Sometimes at midnight
a clown stands on the corner,
decked out in full regalia, a
box of long balloons next to him.
He scares the shit out of me.
The first time I saw him
I thought I was hallucinating.
The second time I saw him
I wanted to take a picture
but I was too chickenshit
to get close enough to
get a good shot.
That clown standing there
at midnight on a Saturday night
made no sense to me
but I guess it made no less sense
than me being there in the first place,
in this tiny light-filled studio apartment
in this building that was built in the ’30s
in this neighborhood that has nothing but warehouses and factories
in between the 10 Freeway and the Blue Line
in the shadow of the downtown skyline
in the memory of the violent South Central in the ’90s.

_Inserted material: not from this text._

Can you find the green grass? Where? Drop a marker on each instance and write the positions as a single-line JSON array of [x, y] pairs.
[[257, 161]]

There’s graffiti on the side of the building;
it scares people who haven’t stepped inside
who haven’t seen
the big proud tacky-as-hell history mural on the wall
the small Latino families building lives,
the artists struggling to make it,
the people who smile and hold the door for you.
There’s a little fear
and anxiety in everyone’s eyes,
it’s true, but it’s home,
so we try not to think about
what the graffiti on the stairwell means
(I honestly have no idea)
and we remember to say
hello to our neighbors.
There I learned what it’s like to lay awake
waiting for the bedbugs to bite,
and I’ve seen a few huge roaches in the halls,
but I treasure the year I spent
at Washington and Main
listening to the rain on my third-story windowsill,
hearing the train go by at midnight,
seeing the sunset angled against the Staples Center and Bob Hope Hall.
It’s beautiful and I know
I won’t be able to stay away for long.
2 thoughts on “goodbye washington and main”
i like this piece very much… its very serene – shows a genuine appreciation 4 home… its told almost in story form… well written! …but what about the clown?! hah
i wish i visited you and i’m glad that you lived through the fear that reflected off that place. you make everything beautiful!